SimSensei, an automated system developed by University of Southern California researchers, uses facial-recognition technology and depth-sensing cameras integrated with Microsoft Kinect to capture and analyze body language for the diagnosis of depression.

Credit: ComplexTech

Automatic systems that analyze gestures and facial expressions might improve the challenging task of diagnosing depression.

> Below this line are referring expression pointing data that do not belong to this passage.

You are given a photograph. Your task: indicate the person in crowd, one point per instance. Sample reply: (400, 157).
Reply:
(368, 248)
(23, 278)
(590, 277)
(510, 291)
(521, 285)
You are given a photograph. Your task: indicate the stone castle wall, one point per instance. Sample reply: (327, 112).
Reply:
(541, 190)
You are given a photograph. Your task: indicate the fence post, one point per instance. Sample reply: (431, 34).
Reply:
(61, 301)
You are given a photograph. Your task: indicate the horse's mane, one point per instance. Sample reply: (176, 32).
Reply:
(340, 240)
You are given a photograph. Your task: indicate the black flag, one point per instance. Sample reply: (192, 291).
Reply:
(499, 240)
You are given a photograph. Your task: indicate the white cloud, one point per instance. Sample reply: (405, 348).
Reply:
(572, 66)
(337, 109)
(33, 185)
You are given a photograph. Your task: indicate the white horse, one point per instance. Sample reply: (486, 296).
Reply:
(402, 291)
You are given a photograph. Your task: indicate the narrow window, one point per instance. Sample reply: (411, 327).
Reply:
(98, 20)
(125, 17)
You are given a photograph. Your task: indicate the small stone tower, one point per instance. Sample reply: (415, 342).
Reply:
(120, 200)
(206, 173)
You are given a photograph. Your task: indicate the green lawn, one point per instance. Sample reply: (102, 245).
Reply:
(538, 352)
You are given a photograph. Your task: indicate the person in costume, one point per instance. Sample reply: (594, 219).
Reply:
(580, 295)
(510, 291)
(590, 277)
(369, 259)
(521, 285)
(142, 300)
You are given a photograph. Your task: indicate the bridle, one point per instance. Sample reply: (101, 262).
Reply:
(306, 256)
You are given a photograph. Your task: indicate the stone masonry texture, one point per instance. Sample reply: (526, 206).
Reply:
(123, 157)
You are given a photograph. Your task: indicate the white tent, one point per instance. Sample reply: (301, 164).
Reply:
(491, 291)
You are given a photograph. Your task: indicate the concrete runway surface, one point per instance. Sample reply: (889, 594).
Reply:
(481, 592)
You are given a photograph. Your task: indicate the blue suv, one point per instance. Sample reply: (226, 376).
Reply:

One such system, SimSensei, is a digital avatar that interviews people to determine their state of mind using facial-recognition technology and depth-sensing cameras integrated with Microsoft Kinect to capture and analyze body language. University of Southern California researchers identified characteristic movements that signal possible depression by interviewing non-depressed volunteers and those who had been diagnosed with depression or post-traumatic stress disorder. Focusing a high-definition webcam on a subject's face and tracking body movements with Kinect, the team noted that depressed people are more likely to fidget and drop their gaze, and smile less than average.

Another automatic depression diagnosis system is underway at the University of Canberra, which is working with the Black Dog Institute to develop a machine-vision system that looks for distinctive facial expressions, slower-than-usual blinking, and specific upper-body movements.

Meanwhile, University of Pittsburgh researchers are studying changes in facial expression as a person receives depression treatment. These new systems will be tested in October, when global researchers gather at the ACM Multimedia conference in Barcelona, Spain, to participate in a contest to discover the most accurate depression diagnosis system.